With virtual reality systems, architects are beginning to understand how the spaces they conceive could look like "auralizations" of structures using acoustic modeling software like Odeon. Such auralisations are used to prevent sound transfer between spaces and to make design decisions, such as the location of absorption, scattering, or reflection surfaces.
"Architects can hear the sound of their designs and, if necessary, adapt them to improve acoustic response," says Naomi Tansey, acoustics consultant for Arup Engineering. Going further, the auralisations allow the creation of unique spaces, such as the central auditorium of the concert hall Elbphilharmonie in Hamburg, which sports a superb "skin" designed by an algorithm, composed of 10,000 gypsum fiber acoustic panels, which helps create a balanced reverb.

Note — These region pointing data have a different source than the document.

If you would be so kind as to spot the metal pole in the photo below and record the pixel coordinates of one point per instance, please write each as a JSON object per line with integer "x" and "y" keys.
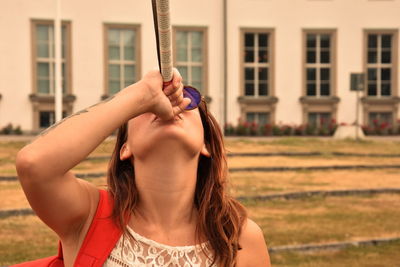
{"x": 57, "y": 58}
{"x": 357, "y": 111}
{"x": 225, "y": 43}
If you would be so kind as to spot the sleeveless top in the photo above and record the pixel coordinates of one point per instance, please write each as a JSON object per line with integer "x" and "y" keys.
{"x": 134, "y": 250}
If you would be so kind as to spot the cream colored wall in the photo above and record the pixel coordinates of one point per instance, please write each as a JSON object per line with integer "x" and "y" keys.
{"x": 287, "y": 17}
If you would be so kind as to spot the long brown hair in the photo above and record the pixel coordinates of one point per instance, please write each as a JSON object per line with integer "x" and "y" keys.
{"x": 220, "y": 216}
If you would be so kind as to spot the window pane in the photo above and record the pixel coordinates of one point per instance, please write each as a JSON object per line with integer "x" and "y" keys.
{"x": 197, "y": 39}
{"x": 325, "y": 57}
{"x": 312, "y": 119}
{"x": 129, "y": 53}
{"x": 114, "y": 53}
{"x": 311, "y": 89}
{"x": 372, "y": 57}
{"x": 325, "y": 41}
{"x": 263, "y": 40}
{"x": 386, "y": 117}
{"x": 372, "y": 89}
{"x": 249, "y": 40}
{"x": 196, "y": 55}
{"x": 263, "y": 89}
{"x": 114, "y": 87}
{"x": 43, "y": 86}
{"x": 311, "y": 56}
{"x": 182, "y": 40}
{"x": 263, "y": 56}
{"x": 385, "y": 74}
{"x": 113, "y": 37}
{"x": 182, "y": 54}
{"x": 262, "y": 118}
{"x": 325, "y": 89}
{"x": 311, "y": 41}
{"x": 325, "y": 74}
{"x": 250, "y": 117}
{"x": 311, "y": 74}
{"x": 263, "y": 74}
{"x": 130, "y": 73}
{"x": 372, "y": 75}
{"x": 42, "y": 49}
{"x": 184, "y": 73}
{"x": 46, "y": 119}
{"x": 372, "y": 41}
{"x": 114, "y": 71}
{"x": 386, "y": 89}
{"x": 42, "y": 32}
{"x": 386, "y": 41}
{"x": 324, "y": 118}
{"x": 129, "y": 38}
{"x": 386, "y": 57}
{"x": 197, "y": 74}
{"x": 249, "y": 74}
{"x": 249, "y": 89}
{"x": 249, "y": 55}
{"x": 43, "y": 70}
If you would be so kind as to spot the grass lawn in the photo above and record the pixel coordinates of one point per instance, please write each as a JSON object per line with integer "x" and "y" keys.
{"x": 301, "y": 221}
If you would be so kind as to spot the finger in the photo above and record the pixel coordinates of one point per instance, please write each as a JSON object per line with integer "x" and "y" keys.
{"x": 181, "y": 107}
{"x": 176, "y": 94}
{"x": 178, "y": 100}
{"x": 176, "y": 78}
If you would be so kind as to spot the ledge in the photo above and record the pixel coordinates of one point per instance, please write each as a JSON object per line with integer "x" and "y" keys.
{"x": 329, "y": 100}
{"x": 258, "y": 100}
{"x": 50, "y": 98}
{"x": 391, "y": 100}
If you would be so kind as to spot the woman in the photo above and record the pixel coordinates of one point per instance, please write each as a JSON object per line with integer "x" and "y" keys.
{"x": 167, "y": 177}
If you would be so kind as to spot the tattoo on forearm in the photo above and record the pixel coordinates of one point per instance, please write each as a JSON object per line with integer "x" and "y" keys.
{"x": 73, "y": 115}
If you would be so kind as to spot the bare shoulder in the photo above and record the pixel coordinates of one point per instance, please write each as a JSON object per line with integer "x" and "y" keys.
{"x": 254, "y": 250}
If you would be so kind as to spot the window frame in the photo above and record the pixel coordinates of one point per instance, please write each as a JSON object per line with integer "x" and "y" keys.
{"x": 138, "y": 61}
{"x": 270, "y": 64}
{"x": 332, "y": 64}
{"x": 394, "y": 62}
{"x": 67, "y": 61}
{"x": 204, "y": 50}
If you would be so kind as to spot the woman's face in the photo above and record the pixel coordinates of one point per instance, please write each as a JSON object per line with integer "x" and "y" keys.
{"x": 148, "y": 134}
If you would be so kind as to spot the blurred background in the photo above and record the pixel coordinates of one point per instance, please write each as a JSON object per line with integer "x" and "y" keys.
{"x": 306, "y": 91}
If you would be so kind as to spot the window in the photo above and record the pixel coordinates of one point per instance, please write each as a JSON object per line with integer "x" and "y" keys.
{"x": 47, "y": 118}
{"x": 44, "y": 57}
{"x": 318, "y": 64}
{"x": 190, "y": 56}
{"x": 122, "y": 57}
{"x": 318, "y": 119}
{"x": 380, "y": 60}
{"x": 379, "y": 118}
{"x": 257, "y": 63}
{"x": 261, "y": 118}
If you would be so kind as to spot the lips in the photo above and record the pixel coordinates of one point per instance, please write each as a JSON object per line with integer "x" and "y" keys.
{"x": 176, "y": 118}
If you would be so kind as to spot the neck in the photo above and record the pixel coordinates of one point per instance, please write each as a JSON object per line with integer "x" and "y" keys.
{"x": 166, "y": 183}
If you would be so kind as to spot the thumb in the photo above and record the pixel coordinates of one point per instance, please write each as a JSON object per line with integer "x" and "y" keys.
{"x": 181, "y": 107}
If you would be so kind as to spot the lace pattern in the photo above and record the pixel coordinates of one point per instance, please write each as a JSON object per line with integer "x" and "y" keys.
{"x": 140, "y": 251}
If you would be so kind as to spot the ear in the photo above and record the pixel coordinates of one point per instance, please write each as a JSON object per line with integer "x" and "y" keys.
{"x": 125, "y": 152}
{"x": 204, "y": 151}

Mariana Lopez of York University is studying acoustic heritage using software. "The auralizations allow us to listen to spaces that no longer exist or have changed over the course of history," says Lopez. In addition to preserving the acoustic history, these auralisations are important during the restoration of historical structures because the materials used can affect the acoustics significantly.

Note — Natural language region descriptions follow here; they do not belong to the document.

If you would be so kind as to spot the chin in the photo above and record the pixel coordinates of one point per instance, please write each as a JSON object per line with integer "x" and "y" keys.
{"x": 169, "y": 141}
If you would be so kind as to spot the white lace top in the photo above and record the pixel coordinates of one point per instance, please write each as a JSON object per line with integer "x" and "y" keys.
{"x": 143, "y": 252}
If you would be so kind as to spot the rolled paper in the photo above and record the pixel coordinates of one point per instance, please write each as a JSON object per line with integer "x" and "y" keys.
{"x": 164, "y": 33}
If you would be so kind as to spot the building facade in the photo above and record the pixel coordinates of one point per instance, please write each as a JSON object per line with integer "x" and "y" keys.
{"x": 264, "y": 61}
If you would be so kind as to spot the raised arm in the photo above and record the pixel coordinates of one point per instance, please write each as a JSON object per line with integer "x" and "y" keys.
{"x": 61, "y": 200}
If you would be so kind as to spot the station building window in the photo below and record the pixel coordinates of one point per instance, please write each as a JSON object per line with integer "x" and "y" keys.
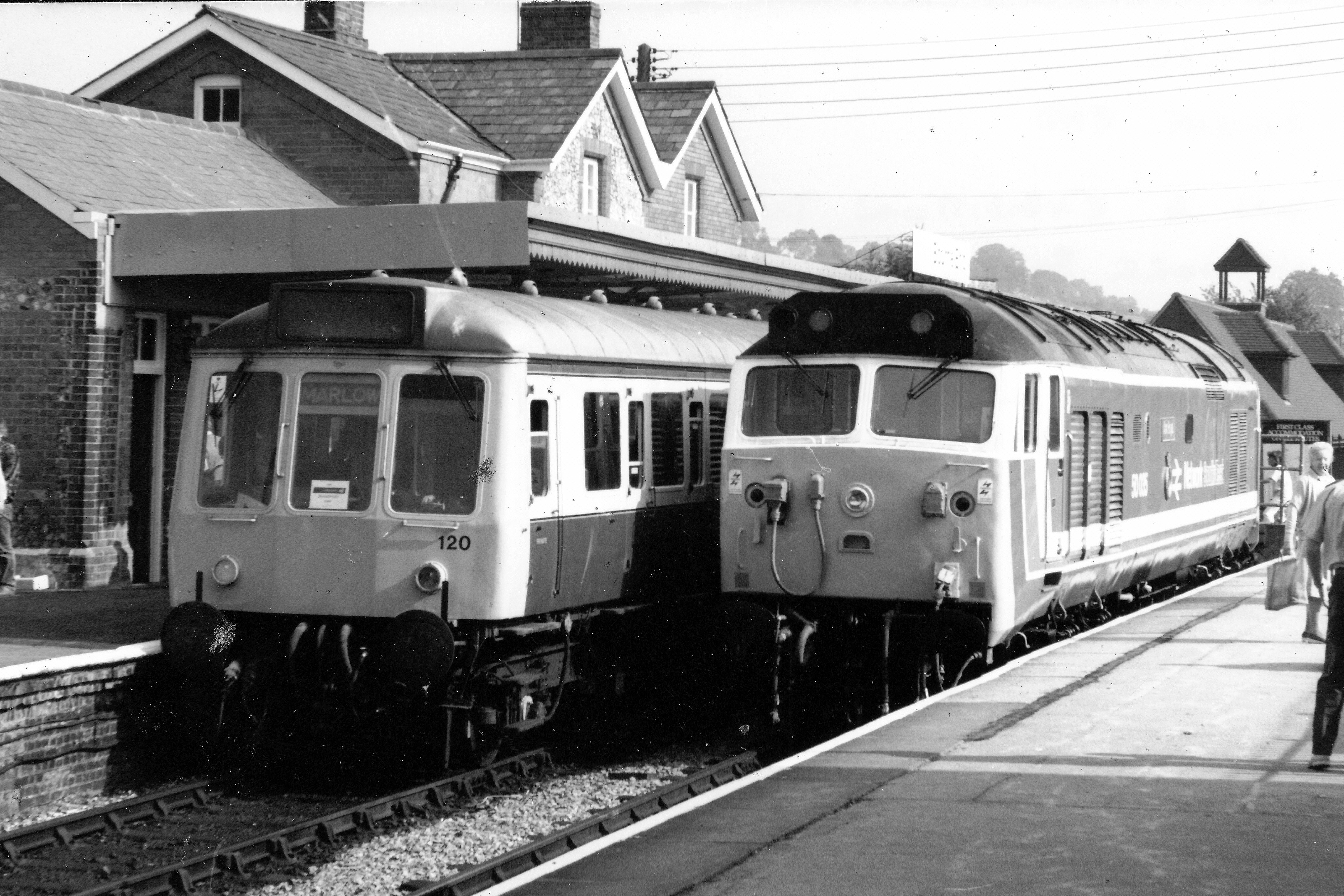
{"x": 220, "y": 99}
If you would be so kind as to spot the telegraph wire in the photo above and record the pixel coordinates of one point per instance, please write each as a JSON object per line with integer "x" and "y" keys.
{"x": 1011, "y": 53}
{"x": 1015, "y": 72}
{"x": 1081, "y": 195}
{"x": 1015, "y": 37}
{"x": 1041, "y": 103}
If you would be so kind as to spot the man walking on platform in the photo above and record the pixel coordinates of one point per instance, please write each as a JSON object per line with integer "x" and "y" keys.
{"x": 9, "y": 473}
{"x": 1324, "y": 526}
{"x": 1307, "y": 491}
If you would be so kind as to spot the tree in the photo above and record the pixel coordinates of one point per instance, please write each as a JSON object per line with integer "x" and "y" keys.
{"x": 1004, "y": 265}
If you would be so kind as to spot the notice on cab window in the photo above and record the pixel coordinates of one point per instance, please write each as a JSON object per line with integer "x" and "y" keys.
{"x": 330, "y": 495}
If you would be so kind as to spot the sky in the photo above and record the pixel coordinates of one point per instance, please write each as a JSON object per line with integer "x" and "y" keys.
{"x": 1127, "y": 144}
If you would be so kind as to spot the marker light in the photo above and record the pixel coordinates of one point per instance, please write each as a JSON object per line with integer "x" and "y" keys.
{"x": 431, "y": 577}
{"x": 225, "y": 572}
{"x": 858, "y": 499}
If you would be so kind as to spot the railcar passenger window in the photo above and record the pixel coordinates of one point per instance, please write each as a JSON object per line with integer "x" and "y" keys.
{"x": 669, "y": 450}
{"x": 635, "y": 413}
{"x": 602, "y": 440}
{"x": 335, "y": 442}
{"x": 959, "y": 408}
{"x": 697, "y": 442}
{"x": 541, "y": 448}
{"x": 439, "y": 445}
{"x": 800, "y": 401}
{"x": 239, "y": 452}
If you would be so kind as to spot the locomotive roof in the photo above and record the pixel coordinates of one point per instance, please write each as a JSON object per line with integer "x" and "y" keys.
{"x": 455, "y": 320}
{"x": 971, "y": 324}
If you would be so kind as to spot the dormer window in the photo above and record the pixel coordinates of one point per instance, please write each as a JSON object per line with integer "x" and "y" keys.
{"x": 220, "y": 99}
{"x": 691, "y": 207}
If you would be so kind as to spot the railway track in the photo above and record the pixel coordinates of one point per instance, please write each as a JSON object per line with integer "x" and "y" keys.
{"x": 175, "y": 840}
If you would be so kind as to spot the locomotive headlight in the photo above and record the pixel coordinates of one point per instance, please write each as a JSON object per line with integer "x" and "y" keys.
{"x": 858, "y": 499}
{"x": 431, "y": 577}
{"x": 225, "y": 572}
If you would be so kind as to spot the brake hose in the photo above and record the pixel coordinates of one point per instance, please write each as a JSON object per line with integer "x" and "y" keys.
{"x": 822, "y": 543}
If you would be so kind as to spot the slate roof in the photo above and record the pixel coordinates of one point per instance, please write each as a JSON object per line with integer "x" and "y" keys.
{"x": 1319, "y": 349}
{"x": 525, "y": 101}
{"x": 107, "y": 158}
{"x": 671, "y": 108}
{"x": 363, "y": 76}
{"x": 1310, "y": 397}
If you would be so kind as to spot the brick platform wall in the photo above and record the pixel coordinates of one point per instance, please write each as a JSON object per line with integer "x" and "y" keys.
{"x": 65, "y": 397}
{"x": 718, "y": 217}
{"x": 73, "y": 733}
{"x": 332, "y": 151}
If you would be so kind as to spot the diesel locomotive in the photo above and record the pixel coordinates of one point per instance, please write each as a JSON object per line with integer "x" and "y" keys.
{"x": 397, "y": 496}
{"x": 923, "y": 479}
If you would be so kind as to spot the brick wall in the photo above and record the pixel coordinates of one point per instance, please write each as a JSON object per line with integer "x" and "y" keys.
{"x": 62, "y": 391}
{"x": 332, "y": 151}
{"x": 718, "y": 215}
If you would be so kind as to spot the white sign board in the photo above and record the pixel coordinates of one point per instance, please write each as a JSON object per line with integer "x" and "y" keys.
{"x": 941, "y": 257}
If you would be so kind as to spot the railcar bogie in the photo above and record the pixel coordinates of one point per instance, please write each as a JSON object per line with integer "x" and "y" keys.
{"x": 419, "y": 500}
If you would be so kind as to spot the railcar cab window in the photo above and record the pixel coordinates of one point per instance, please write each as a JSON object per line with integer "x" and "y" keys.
{"x": 439, "y": 444}
{"x": 239, "y": 452}
{"x": 335, "y": 442}
{"x": 818, "y": 399}
{"x": 959, "y": 408}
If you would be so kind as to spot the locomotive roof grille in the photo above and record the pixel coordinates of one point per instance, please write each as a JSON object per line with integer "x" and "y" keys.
{"x": 945, "y": 322}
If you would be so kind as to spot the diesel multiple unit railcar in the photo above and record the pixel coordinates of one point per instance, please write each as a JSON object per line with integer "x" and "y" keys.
{"x": 402, "y": 493}
{"x": 921, "y": 471}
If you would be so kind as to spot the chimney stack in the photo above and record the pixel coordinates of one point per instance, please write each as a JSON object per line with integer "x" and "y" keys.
{"x": 339, "y": 21}
{"x": 560, "y": 26}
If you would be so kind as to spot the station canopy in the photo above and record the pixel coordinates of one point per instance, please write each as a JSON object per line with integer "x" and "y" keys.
{"x": 226, "y": 260}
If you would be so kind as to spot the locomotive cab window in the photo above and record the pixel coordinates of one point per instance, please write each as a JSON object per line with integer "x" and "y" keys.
{"x": 335, "y": 442}
{"x": 439, "y": 445}
{"x": 239, "y": 450}
{"x": 818, "y": 399}
{"x": 956, "y": 408}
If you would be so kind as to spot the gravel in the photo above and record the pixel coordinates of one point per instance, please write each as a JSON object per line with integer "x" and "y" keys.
{"x": 483, "y": 829}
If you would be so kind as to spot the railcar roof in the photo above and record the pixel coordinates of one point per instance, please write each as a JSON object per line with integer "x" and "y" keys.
{"x": 1003, "y": 328}
{"x": 491, "y": 323}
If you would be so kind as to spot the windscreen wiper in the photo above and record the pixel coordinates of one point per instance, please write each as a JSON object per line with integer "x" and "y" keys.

However, it could be that our homes, offices and cities are becoming as pleasant in the ear as it has been for a while.
"Nothing in the language of bureaucracy or politics says we have to design for it," says Lacey. "We are designing minimum standards."
If we could start seeing sounds like Fowler's, which sees them as a clay-like material, a thing to shape, train and compose, it could open up some really exciting possibilities in the way we build our acoustic environments. "If you master the sounds, their connection to space and how to change their behavior," says Fowler, this could broaden our experience of the built environment around us.